よく覚えておけ徳川、ぬしの差し伸べる手を払う者が存在することを。ぬしの全てを拒む者が、ここに居るとな。」
風さえ入り込めない程の至近距離で吉継は家康に捲し立てる。家康はなおも苦い表情のまま吉継を見下ろす。吉継はその瞳が自分よりも遠くにあるものを見ていることを察し、訝しげに両目を眇めた。
この男は初めからそうだった。空に輝くものの全てを手に入れようとする大胆さと、それを得る為の翼を絆などという脆弱な糸を丹念に撚り合わせて作るだけの執拗さがあった。それは自信と呼ぶには程遠いほどの傲慢さで、己が身の邪魔になるものは全て焼き尽くさんとするほどの強欲そのものである。
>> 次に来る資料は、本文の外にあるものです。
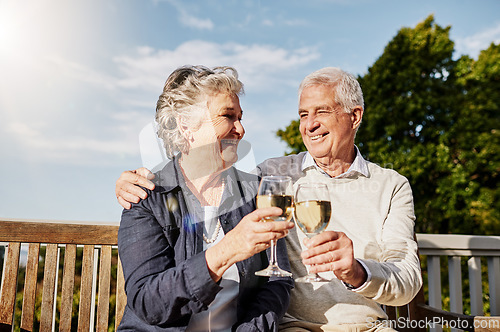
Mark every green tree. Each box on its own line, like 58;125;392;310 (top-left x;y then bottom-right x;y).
277;16;500;234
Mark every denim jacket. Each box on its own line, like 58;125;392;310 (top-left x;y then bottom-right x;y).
118;158;293;331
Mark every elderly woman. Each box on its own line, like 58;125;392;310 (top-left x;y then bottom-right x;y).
118;66;293;331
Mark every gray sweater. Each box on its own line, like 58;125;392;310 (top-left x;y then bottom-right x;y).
257;153;422;327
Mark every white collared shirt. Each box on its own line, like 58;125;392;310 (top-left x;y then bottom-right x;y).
296;145;372;289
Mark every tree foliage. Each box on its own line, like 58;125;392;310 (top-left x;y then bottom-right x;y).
277;16;500;234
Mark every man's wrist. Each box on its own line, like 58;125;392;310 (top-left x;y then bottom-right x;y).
342;259;371;290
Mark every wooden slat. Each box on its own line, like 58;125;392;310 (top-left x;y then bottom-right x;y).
21;243;40;331
427;256;441;309
78;245;94;332
488;257;500;316
40;244;57;331
59;244;76;332
467;257;483;316
0;242;21;325
115;257;127;329
0;221;118;245
474;316;500;332
448;256;463;313
96;246;111;332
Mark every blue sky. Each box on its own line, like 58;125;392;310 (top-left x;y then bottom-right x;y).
0;0;500;222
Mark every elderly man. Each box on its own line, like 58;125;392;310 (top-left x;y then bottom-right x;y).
116;68;422;331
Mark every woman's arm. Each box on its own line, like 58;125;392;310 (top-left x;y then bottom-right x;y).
118;199;221;326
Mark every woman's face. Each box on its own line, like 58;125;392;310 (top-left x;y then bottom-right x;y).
190;93;245;164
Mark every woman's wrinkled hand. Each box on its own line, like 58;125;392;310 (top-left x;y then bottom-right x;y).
115;167;155;209
205;207;294;281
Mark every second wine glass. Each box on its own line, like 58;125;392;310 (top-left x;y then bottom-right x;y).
255;176;293;277
295;183;332;282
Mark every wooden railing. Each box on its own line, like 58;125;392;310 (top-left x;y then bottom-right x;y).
417;234;500;331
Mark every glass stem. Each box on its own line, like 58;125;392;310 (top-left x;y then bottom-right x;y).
269;240;278;266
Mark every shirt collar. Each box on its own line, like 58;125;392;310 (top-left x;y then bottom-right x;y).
302;145;370;179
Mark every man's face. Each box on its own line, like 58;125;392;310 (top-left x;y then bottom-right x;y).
299;85;362;163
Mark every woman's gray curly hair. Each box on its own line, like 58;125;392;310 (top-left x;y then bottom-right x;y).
156;66;244;159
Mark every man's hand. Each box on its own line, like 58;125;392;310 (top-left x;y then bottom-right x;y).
301;231;367;287
205;207;294;281
115;167;155;209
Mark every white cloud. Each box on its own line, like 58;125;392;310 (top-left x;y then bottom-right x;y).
455;23;500;58
162;0;214;30
115;40;320;91
0;40;319;165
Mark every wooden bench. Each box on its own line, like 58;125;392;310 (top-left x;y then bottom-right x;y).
0;220;126;331
0;220;500;332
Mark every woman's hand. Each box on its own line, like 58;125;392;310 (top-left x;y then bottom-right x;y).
115;167;155;209
205;207;294;281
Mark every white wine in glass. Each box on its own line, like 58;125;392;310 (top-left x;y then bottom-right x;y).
295;183;332;282
255;176;293;277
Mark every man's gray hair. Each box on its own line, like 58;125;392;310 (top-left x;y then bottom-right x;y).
156;66;244;159
299;67;364;113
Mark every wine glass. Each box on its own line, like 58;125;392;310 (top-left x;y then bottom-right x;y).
255;176;293;277
295;183;332;282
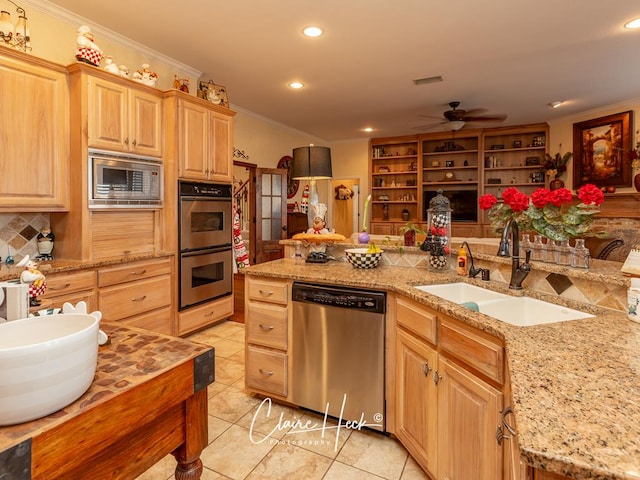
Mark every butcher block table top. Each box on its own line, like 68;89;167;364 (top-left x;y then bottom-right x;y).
0;322;214;480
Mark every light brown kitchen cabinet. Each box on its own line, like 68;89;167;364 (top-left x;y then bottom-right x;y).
87;71;163;157
40;270;98;313
245;276;291;400
98;257;174;335
165;91;235;183
388;295;504;480
0;48;70;212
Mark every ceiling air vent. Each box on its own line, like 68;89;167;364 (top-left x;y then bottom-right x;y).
413;75;442;85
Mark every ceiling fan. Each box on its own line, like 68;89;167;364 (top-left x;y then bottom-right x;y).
413;102;507;131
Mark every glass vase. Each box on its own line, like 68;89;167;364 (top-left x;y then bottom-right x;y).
571;238;591;270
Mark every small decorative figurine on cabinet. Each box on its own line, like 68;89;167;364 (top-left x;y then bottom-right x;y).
76;25;102;67
36;227;56;260
17;255;47;307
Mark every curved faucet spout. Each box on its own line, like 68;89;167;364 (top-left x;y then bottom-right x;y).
498;218;531;290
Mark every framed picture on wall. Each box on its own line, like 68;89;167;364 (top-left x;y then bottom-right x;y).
573;111;633;188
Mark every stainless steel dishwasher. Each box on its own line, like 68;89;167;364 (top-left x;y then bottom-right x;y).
292;282;386;431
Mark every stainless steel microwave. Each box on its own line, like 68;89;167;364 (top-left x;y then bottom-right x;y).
89;150;163;208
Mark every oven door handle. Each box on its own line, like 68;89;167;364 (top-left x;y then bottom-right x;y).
180;243;231;257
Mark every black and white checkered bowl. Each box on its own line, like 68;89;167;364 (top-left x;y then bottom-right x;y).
344;248;382;268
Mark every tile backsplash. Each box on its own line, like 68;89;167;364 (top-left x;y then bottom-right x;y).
0;213;51;262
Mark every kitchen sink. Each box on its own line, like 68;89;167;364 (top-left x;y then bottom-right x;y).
416;282;509;303
416;282;593;327
478;297;593;327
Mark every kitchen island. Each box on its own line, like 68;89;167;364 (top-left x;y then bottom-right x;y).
0;322;214;480
245;259;640;479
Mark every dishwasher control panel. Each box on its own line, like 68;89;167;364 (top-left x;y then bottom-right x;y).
292;282;386;313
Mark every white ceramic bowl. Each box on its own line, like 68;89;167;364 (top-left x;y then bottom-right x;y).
344;248;382;268
0;313;100;426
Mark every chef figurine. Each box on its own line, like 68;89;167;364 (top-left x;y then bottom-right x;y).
76;25;102;67
17;255;47;307
307;203;331;253
36;227;56;260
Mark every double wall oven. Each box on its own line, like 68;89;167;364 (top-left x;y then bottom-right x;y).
178;181;233;310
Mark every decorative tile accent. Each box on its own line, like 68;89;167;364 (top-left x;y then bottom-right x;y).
0;213;50;261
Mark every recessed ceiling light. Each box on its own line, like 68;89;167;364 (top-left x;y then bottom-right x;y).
624;18;640;28
302;27;323;37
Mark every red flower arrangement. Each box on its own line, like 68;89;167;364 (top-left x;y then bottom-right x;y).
478;184;604;241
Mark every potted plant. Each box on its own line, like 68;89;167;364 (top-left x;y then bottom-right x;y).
398;222;426;247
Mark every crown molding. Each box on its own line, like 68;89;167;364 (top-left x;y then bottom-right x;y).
21;0;202;79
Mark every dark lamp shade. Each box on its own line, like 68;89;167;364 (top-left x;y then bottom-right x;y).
291;146;333;180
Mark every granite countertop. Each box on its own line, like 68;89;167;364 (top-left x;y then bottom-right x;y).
0;252;173;282
244;259;640;480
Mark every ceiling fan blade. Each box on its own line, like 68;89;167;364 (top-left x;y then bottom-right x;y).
464;115;507;122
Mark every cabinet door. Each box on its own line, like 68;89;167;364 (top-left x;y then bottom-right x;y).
129;89;162;157
178;100;209;180
0;54;69;212
88;77;129;152
396;330;440;478
437;356;502;480
209;112;233;182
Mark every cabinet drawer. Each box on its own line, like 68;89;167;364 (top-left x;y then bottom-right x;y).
98;275;171;321
98;258;171;287
396;298;438;345
126;307;173;335
40;288;98;313
178;295;233;335
245;346;287;397
439;321;504;384
41;270;96;298
247;302;287;350
246;277;289;305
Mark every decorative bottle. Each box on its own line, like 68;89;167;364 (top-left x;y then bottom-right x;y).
571;238;591;269
423;190;451;272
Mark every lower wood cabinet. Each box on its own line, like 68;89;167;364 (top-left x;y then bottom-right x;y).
98;257;174;335
389;295;503;480
245;276;291;400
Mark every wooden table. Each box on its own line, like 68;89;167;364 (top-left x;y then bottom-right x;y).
0;322;214;480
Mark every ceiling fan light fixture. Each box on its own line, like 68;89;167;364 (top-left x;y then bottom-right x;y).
302;26;324;38
447;120;465;132
624;18;640;29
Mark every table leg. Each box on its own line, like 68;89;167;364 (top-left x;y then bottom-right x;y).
172;388;209;480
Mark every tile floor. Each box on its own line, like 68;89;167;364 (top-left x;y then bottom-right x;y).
137;321;428;480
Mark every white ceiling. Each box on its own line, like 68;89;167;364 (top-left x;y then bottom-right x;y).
43;0;640;141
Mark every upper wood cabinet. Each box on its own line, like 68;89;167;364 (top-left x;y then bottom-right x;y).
0;47;69;212
88;76;162;157
165;91;235;182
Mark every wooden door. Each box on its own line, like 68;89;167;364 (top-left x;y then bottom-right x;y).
129;89;163;157
255;168;287;263
0;52;69;211
396;330;438;474
88;77;129;152
178;100;209;180
209;112;233;182
437;356;503;480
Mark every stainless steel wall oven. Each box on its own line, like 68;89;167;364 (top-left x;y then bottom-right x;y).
178;181;233;310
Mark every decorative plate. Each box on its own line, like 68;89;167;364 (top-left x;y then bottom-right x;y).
278;155;300;198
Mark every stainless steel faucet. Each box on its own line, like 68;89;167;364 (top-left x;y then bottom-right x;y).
498;218;531;290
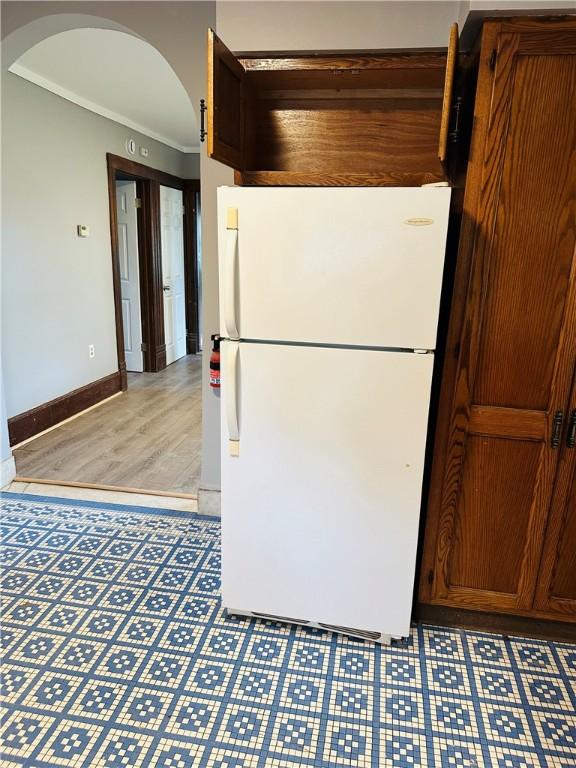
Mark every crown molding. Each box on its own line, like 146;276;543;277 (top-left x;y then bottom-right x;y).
8;62;200;154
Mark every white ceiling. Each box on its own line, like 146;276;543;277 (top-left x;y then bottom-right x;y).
10;29;198;152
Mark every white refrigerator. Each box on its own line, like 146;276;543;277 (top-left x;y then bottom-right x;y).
218;187;450;642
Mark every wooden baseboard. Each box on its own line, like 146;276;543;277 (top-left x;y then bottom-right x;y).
186;332;198;355
8;371;123;445
14;475;198;501
413;603;576;643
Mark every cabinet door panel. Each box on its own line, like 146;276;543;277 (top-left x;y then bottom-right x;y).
450;435;542;595
535;376;576;619
421;22;576;612
207;29;246;170
473;55;576;410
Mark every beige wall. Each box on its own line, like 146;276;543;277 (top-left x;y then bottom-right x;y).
1;1;219;480
2;73;196;417
216;0;461;51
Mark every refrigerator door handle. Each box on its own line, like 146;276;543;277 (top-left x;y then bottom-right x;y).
225;341;240;456
224;220;240;339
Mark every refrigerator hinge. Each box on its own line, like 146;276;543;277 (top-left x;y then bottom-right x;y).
226;208;238;229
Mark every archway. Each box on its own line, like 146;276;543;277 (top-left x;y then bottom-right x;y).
3;19;205;498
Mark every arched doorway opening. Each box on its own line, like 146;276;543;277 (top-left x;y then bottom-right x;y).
3;22;201;496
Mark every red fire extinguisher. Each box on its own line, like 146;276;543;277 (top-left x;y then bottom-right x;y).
210;333;220;389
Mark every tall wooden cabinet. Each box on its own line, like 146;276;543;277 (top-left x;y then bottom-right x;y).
419;17;576;621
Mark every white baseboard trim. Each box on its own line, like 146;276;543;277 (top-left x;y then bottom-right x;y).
198;488;220;517
0;456;16;488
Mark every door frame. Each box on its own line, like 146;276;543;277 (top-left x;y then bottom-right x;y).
106;152;200;390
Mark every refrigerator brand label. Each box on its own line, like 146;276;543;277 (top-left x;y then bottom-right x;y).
404;217;434;227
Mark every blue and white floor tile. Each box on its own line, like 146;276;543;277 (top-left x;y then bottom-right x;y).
0;494;576;768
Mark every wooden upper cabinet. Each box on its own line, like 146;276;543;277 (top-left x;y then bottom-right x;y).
207;29;246;170
420;19;576;614
438;23;458;163
208;30;457;186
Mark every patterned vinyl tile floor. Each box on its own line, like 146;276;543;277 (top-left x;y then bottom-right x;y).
0;494;576;768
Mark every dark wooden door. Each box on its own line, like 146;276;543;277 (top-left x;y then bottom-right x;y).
207;29;246;170
534;374;576;618
421;20;576;613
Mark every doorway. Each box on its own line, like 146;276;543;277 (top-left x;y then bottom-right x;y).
107;154;202;378
116;179;144;373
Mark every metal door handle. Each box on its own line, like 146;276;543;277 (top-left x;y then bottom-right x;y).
222;213;240;339
566;408;576;448
224;341;240;456
550;411;564;448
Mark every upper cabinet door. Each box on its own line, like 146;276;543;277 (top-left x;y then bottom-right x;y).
208;29;246;170
438;23;458;163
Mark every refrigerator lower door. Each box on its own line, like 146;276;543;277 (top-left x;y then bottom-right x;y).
218;187;451;349
221;341;433;636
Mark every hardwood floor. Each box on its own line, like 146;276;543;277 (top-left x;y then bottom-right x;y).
14;355;202;494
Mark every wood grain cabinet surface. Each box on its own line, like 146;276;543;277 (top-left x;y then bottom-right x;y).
419;17;576;621
207;25;458;186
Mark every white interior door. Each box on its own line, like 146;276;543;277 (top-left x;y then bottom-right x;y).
221;341;433;635
116;181;144;372
160;186;186;365
218;187;451;349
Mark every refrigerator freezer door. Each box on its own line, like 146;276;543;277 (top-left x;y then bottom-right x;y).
221;342;433;635
218;187;450;349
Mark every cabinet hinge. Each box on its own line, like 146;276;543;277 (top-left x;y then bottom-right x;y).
448;96;462;144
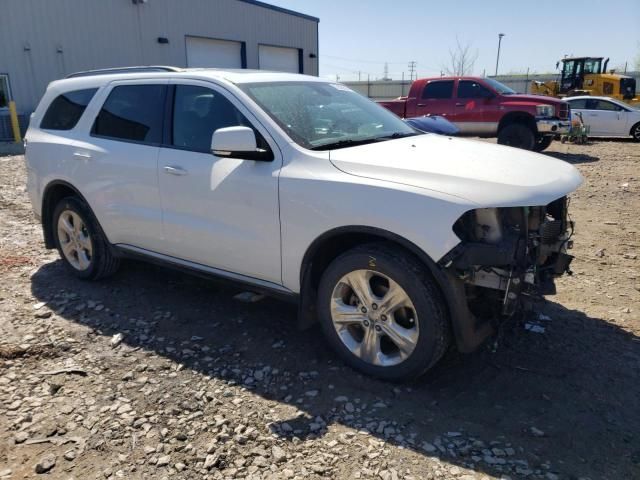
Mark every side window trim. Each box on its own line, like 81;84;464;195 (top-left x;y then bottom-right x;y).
88;78;169;147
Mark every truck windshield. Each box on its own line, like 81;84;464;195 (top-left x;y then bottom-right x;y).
238;82;419;150
484;78;516;95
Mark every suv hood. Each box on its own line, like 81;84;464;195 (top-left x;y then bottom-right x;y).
329;134;582;207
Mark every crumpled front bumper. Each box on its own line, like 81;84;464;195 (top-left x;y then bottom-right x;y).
536;118;571;135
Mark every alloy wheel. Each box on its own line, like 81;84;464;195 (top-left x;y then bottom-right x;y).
331;270;419;366
58;210;93;271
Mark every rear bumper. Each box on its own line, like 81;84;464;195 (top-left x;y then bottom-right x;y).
536;118;571;135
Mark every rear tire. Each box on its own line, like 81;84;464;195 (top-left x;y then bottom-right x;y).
498;123;536;150
52;197;120;280
533;135;553;152
317;243;450;381
629;122;640;142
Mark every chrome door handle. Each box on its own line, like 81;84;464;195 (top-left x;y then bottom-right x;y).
164;165;188;176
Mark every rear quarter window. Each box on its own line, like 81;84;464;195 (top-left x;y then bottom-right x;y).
40;88;98;130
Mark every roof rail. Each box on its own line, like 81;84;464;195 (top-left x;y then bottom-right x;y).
65;65;182;78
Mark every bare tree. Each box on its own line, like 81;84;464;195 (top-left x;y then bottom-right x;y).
444;37;478;76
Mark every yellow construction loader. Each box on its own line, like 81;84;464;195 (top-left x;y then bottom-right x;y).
531;57;640;104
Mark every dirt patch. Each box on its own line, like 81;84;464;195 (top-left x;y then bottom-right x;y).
0;141;640;480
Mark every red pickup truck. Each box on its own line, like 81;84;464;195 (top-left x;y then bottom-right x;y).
379;77;571;152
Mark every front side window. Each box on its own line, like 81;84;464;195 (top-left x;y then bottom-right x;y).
92;85;166;144
239;82;417;150
422;80;453;99
569;98;587;110
171;85;251;152
458;80;491;98
40;88;98;130
0;75;11;108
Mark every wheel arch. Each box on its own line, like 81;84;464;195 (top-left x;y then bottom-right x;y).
41;180;91;249
498;110;538;133
298;225;492;352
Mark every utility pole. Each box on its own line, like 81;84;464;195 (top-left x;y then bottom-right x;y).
409;60;418;80
495;33;504;77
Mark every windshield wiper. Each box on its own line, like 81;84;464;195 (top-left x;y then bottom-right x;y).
311;137;380;150
376;132;420;140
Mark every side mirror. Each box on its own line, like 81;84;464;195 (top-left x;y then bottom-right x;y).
211;126;273;162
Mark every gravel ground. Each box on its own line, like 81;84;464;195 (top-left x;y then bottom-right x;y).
0;141;640;480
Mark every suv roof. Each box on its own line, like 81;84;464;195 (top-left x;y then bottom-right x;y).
52;66;327;87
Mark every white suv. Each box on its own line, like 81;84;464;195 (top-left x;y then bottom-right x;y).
26;67;582;380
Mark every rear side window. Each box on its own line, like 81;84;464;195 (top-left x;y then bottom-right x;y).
422;80;453;99
569;98;587;110
92;85;167;144
40;88;98;130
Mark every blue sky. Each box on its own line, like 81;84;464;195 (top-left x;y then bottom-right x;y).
266;0;640;81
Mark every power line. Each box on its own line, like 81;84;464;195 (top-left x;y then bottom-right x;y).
322;53;406;65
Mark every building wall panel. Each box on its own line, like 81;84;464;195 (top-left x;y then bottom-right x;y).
0;0;318;112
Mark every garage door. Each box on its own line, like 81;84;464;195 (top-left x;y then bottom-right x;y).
187;37;243;68
259;45;300;73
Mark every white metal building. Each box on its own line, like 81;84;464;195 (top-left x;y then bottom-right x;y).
0;0;319;139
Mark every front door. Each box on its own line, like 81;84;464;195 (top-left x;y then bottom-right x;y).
158;81;282;284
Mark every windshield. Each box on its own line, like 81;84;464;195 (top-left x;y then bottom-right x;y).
484;78;516;95
238;82;418;150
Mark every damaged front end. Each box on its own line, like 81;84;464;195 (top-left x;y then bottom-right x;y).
438;197;573;343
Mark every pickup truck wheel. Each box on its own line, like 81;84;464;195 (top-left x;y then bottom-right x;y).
318;244;450;381
498;123;536;150
533;135;553;152
53;197;119;280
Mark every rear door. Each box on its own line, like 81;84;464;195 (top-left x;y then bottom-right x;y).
449;80;499;135
73;79;167;250
415;80;455;119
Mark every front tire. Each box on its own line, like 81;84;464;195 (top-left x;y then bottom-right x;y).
629;122;640;142
498;123;536;150
533;135;553;152
318;244;450;381
52;197;120;280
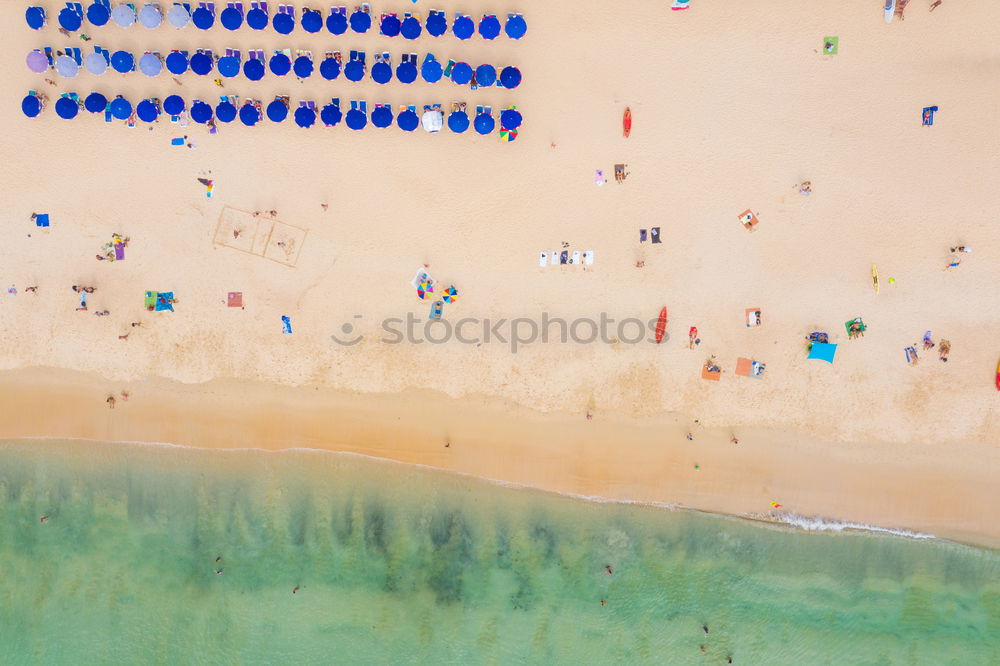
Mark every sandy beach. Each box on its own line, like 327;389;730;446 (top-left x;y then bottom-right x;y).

しかしながら表に見せる腹は白々しく、嘘偽りを一切感じさせない瞳で皆の為の泰平の世を謳う。何がこの男をそこまで駆り立てているのか。世の狂気の大半を見てきたと自負する吉継であっても、目の前にいる男のそれを見通せている実感は無かった。
そうしている内に家康は一度強く目を閉じると、まるで溜息のような息を口から吐き出し、ゆっくりと瞼を開ける。その顔はついぞ険しく、反射的に吉継は舌打ちをしてしまった。それを誤魔化すように輿を回した吉継は、これ以上話すつもりはないと家康に背を向ける。
去り際に失望とも諦念とも受け取れる声で名を呼ばれたが、吉継は振り向かなかった。遠ざかる気配と視線を断つように、山風が荒々しく過ぎ去っていく。吉継はその場を離れながら、主君の権威に依って生った慈恵を目の端に映す。
揺れ続ける金の穂先が白く瞬く。紅の花弁は無力を示すように天へ向けて指を開く。高きに臨む蒼穹だけが地を這う虫達を見下ろしており、吉継が世を望まない理由はただそれだけで充分であった。